Assessing Open University students – at residential schools and otherwise

I was due to be tutoring at the Open University residential school SXR103 Practising Science at the University of Sussex (shown left; the crane is a reminder of the huge amount of building work that is going on) for two weeks this summer. Unfortunately flu and laryngitis forced me to bail out after just one week. It was an excellent week, even if teaching is a bit challenging when you have no voice! – I’m extremely grateful to my colleagues, especially Keith, Chris and Anne-Marie, for helping to cover for me and to Dave for staying on an extra week in my place.

So now I’m home with unexpected time to catch up on some reading, writing and reflection (though my thinking may be even more befuddled than usual!).  I’ve thought previously that the assessment-related issues confronting those of us who work at the UK Open University, with its ‘supported distance learning’, are not that dissimilar to those working at conventional ‘face to face’ universities. Now I’m beginning to wonder.

Let’s start by thinking about teaching and assessing introductory science at a distance (for example in the OU module S104 Exploring Science). We do everything we can to make the learning process active. Students are required to do experiments at home and there are other activities requiring them to watch videos and complete interactive activities. Each student has a tutor, and occasional tutorials (face to face or using ‘Elluminate’) are provided, but we can’t assume that our mostly part-time adult students will be able to attend these (for reasons of geography or other commitments at any specified time) so we can’t assess student contributions to them.  However activities conducted within each tutor group’s online forum are sometimes assessed.

The module texts are peppered with  in-text questions and self- assessment questions, and it is only a very small step from these to our formative-only interactive computer-marked questions (iCMAs). From here it is only a very small step to low-stakes summative use of iCMAs (with the weighting to act as an encouragement to students to attempt the questions in timely fashion).

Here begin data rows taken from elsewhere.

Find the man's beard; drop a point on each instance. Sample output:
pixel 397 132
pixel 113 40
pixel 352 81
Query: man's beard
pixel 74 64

We know that students appreciate the instantaneous feedback on iCMA questions, and they also have a pacing and motivational function. Alongside iCMAs, students submit and receive feedback on regular tutor-marked assignments (TMAs) to their tutors, and the module ends with a synoptic end of module assessment (EMA).

All of these components have a useful function in assessing and teaching our students. Each has to be submitted by a particular date (with short extensions available on TMAs only), which helps to keep students up to date.  However none of the components is timed and each is available to students for at least several weeks before the cut-off date. Everything that I’ve described so far is done for a good reason and practice has been developed and refined throughout the University’s 40-year history. However, the fact that students see their assessment questions substantially before each due-date means that assessment can drive learning to an unfortunate extent. Strategic students read the questions first and then only study relevant part of the module materials. This behaviour is prevented to a certain extent by exams on higher-level modules, but exams bring their own problems for many of our students and the learning outcomes being assessed in S104 were deemed to be more appropriately assessed by an end of module assessment (completed at home and with flexibility over when it is done and how much time is spent on it).

Compare this with SXR103 when suddenly our distance learners are being taught face-to-face, in the lab, field and on a project (requiring them to work as a member of a group). It’s pretty intense with  lab work, field-trip or project from 9am-5.30pm each day and tutorials in the evening. The lab work is sometimes a bit recipe-driven (something that is being addressed as we alter the way in which we teach practical science) but I’d like to concentrate on the learning outcomes that are being assessed and the method of assessment. For the Earth science and physics activity I’ve been working on (‘Rocks and radioactivity’), the learning outcomes relate to working safely, observational skills, taking measurements, analysing results (including graph plotting and interpretation).

The key point is that both students and tutors work extremely hard to help students towards achieving these learning outcomes whilst they are with us in the lab. Assessment is by (1) satisfactory participation (not quality of results) and (2) an end of module assessment, requiring students to analyse and interpret results and to ‘write up’ one of the experiments they have completed during the week. 

The significant point is that the EMA is not released until students have completed their week at residential school – so the sort of strategic behaviour I described above is not possible. This stops the residential school from being assessment-led, and does so most effectively. But we can’t currently do this on our conventional modules, because each student is working at a different pace and some require access to assessment materials before others do. For the future, a possible solution (being used on a few modules) is to only release assessment after a student has completed a particular online task, but for most modules the OU’s flexible online delivery definitely adds a problem that face-to-face teachers do not encounter.